Çukurca baskını üzerine “uzmanlar” konuşturuldu. Kimileri karşı karşıya getirildi, güya tartıştırıldı. O kadar konuşan insanlar içinde tek isim öne çıktı: Yeditepe Üniversitesi’nden Prof. Dr. Mesut Hakkı Caşın. Birçok kanalda onu gördüm... En gerçekçi Prof. Dr. Caşın idi. Muhtemelen hükûmetten de destek gören bir strateji kuruluşunun başına getirilmiş Doç. Dr. Mehmet Yaygın gibi, hem nalına hem mıhına vurup sonra PKK’ya yontan tiplere rapor hazırlattıranlar (Cumhurbaşkanı Abdullah Gül’ün siparişini hatırlatayım), acaba Prof. Dr. Mesut Hakkı Caşın’a hiç akıl danıştılar mı? Ondan bir rapor istediler mi?
***
Recep T. Erdoğan, PKK’ya destek veren basın-yayın organlarından şikâyetçiydi... Bir gün önce, Ülke TV’de, AKP milletvekili Şamil Tayyar, araya “Ergenekon” katarak işi bulandırsa da, PKK destekçisi gazeteleri ve bazı köşe yazarlarını tek tek söyledi.
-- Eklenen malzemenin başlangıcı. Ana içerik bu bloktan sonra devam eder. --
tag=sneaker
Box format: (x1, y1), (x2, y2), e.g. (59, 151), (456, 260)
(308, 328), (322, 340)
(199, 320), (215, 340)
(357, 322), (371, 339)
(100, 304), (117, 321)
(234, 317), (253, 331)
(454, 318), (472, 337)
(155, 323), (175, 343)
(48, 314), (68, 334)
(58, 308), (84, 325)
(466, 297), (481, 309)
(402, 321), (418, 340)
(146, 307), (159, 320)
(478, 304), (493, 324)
Türkiye bölünmek isteniyor, her gün evlere kor düşüyor... PKK paralelinde yazanlar ne Dışişleri Bakanı’nın, ne Cumhurbaşkanı’nın, ne Başbakan’ın uçağına alınmalı, ne de itibar edilmelidir.
Kirli damacanaları açıklayan hükûmet, basın yayın organlarındaki “PKK tetikçileri”ni de açıklamalıdır!